Saturday 15 September 2012


The Independent 

'We'd do anything for Israel, but we don't do that,' say Mossad's female secret weapons

For the first time in Israeli history, five agents have been allowed to give interviews

 MATTHEW KALMAN, JERUSALEM SATURDAY 15 SEPTEMBER 2012

When it's time for Ella, a 38-year-old wife and mother, to go to work, she slips out before her family wake up.

"I leave a secure home, my husband and three small children sleeping safely in their beds with tears welling in my eyes and a growing lump in my throat," says Ella, whose surname is an Israeli state secret and whose first name is probably something else entirely.

"Ella" is an agent of the Mossad, Israel's feared foreign secret service. For the first time in Israeli history, Ella and four colleagues have been allowed to give interviews.
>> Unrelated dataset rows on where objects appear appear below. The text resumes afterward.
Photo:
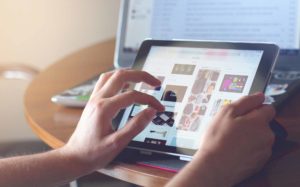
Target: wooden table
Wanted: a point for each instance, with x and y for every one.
(54, 124)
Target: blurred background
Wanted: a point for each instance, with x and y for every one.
(37, 33)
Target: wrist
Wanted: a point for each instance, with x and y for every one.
(77, 164)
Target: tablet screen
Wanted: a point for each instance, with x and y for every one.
(196, 83)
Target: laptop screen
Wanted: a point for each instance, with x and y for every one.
(225, 20)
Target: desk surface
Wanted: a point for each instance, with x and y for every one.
(55, 124)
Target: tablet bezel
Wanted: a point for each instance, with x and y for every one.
(261, 79)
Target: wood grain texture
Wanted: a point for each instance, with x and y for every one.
(54, 124)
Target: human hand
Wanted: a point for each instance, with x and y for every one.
(237, 144)
(94, 143)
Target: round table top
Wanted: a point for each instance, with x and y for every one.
(54, 124)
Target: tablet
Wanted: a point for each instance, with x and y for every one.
(198, 78)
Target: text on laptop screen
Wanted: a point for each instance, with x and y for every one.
(231, 20)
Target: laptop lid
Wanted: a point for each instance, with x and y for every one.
(224, 20)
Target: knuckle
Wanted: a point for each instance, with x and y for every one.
(115, 142)
(104, 75)
(133, 93)
(120, 73)
(100, 104)
(229, 109)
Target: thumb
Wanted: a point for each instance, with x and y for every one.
(134, 127)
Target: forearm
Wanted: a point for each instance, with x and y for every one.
(52, 168)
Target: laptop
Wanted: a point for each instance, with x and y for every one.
(196, 20)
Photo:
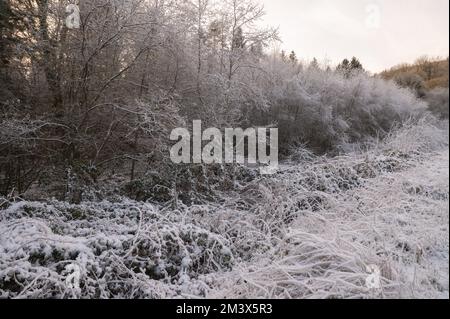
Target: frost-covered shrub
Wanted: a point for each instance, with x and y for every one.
(123, 249)
(324, 109)
(438, 101)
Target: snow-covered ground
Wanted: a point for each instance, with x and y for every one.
(308, 232)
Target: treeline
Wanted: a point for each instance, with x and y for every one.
(428, 78)
(81, 105)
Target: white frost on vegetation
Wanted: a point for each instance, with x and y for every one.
(308, 232)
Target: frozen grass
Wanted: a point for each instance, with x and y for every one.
(308, 232)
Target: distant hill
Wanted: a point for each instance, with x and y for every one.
(431, 72)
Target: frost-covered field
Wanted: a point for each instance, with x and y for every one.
(307, 232)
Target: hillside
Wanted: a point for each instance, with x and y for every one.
(433, 72)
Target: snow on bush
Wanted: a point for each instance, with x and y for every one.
(308, 232)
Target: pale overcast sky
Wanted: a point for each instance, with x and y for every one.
(381, 33)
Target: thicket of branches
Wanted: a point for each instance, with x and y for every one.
(79, 105)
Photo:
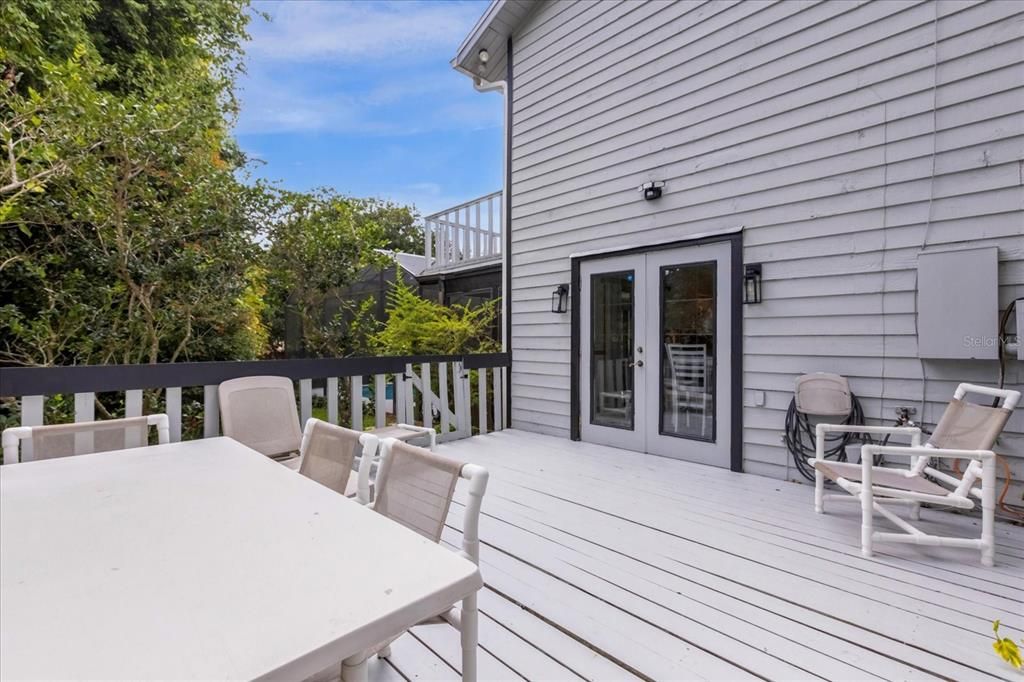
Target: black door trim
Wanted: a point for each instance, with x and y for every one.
(736, 340)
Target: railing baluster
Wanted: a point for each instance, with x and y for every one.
(476, 233)
(133, 408)
(356, 402)
(305, 400)
(398, 399)
(446, 408)
(481, 399)
(211, 412)
(410, 397)
(427, 394)
(133, 402)
(499, 384)
(380, 400)
(85, 411)
(172, 406)
(459, 382)
(427, 233)
(332, 399)
(445, 418)
(32, 415)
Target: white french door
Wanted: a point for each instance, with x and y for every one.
(654, 352)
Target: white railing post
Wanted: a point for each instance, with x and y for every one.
(305, 400)
(172, 406)
(32, 415)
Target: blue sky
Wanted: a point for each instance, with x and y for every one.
(359, 95)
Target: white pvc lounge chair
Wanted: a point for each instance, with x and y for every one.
(328, 453)
(966, 431)
(82, 438)
(415, 487)
(688, 365)
(260, 413)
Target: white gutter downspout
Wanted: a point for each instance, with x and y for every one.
(481, 85)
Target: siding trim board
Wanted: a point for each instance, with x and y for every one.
(735, 239)
(507, 224)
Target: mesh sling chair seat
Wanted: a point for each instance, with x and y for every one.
(82, 438)
(328, 453)
(967, 430)
(415, 488)
(260, 413)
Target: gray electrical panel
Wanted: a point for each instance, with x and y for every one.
(957, 304)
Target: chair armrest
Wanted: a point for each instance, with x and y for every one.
(414, 427)
(821, 429)
(371, 453)
(870, 451)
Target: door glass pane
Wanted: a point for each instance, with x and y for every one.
(687, 331)
(611, 349)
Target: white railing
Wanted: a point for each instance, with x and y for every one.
(457, 395)
(463, 233)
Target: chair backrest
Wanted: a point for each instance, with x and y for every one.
(328, 453)
(688, 363)
(260, 413)
(971, 426)
(415, 486)
(56, 440)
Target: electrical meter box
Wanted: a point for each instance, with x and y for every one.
(957, 304)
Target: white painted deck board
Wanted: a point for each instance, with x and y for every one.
(605, 564)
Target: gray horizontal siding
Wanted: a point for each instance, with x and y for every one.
(843, 137)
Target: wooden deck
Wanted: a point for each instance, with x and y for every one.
(606, 564)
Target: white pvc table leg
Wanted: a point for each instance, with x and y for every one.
(354, 670)
(468, 628)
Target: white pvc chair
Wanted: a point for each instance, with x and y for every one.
(966, 431)
(688, 366)
(55, 440)
(328, 453)
(260, 413)
(415, 487)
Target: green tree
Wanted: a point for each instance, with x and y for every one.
(396, 225)
(417, 326)
(317, 244)
(126, 232)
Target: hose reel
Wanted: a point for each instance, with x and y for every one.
(821, 395)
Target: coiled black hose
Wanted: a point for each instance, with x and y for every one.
(800, 436)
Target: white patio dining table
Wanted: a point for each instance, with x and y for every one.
(201, 560)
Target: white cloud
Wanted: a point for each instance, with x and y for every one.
(346, 31)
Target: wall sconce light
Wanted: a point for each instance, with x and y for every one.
(560, 299)
(752, 283)
(652, 189)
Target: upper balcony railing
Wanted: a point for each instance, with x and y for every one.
(457, 395)
(465, 233)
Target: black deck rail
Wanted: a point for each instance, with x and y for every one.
(17, 381)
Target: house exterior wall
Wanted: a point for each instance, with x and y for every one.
(808, 124)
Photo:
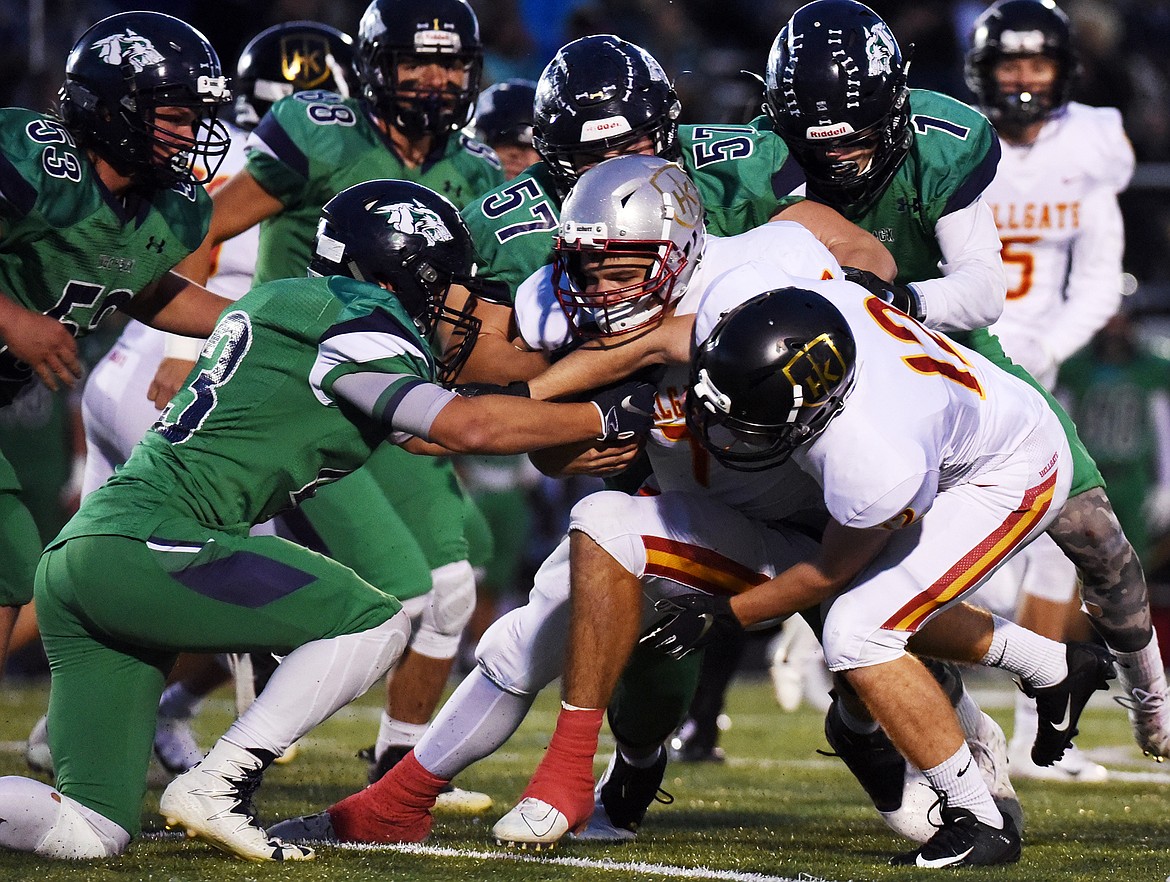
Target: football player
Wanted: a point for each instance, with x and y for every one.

Their rare comments in the Hebrew-language magazine Lady Globes were published this week as details emerged in The New Yorker of one of the Mossad's greatest triumphs, the exposé of a Syrian nuclear-weapons facility in 2007 that Israel later destroyed.

The role of female Mossad agents emerged in 1986 when "Cindy" lured smitten nuclear whistleblower Mordechai Vanunu from London to Italy, where he was drugged, kidnapped and shipped secretly to Israel and spent 18 years in prison.

The secret sisterhood admit that they often feel they are "living in a movie, on a constant high" but are at pains to dismiss the idea that they are merely sexual weapons.

"A man who wants to gain access to a forbidden area has less chance of being allowed in. A smiling woman has a bigger chance of success," Yael, a Mossad legend, tells Lady Globes.

"We use our femininity because any means is valid," says Efrat, another agent. "But even if we think that the way to advance the mission is to sleep with [Iranian President Mahmoud] Ahmadinejad's chief of staff, no one in the Mossad would allow us to do it. Women agents are not used for sexual purposes. We flirt, but the line is drawn at sex."

Only a tiny percentage who apply to join the Mossad are accepted. Of the thousands who apply, most are weeded out by the screening process. Half the candidates who begin the final two-year training course are rejected, including decorated graduates of Israel's top military-commando units.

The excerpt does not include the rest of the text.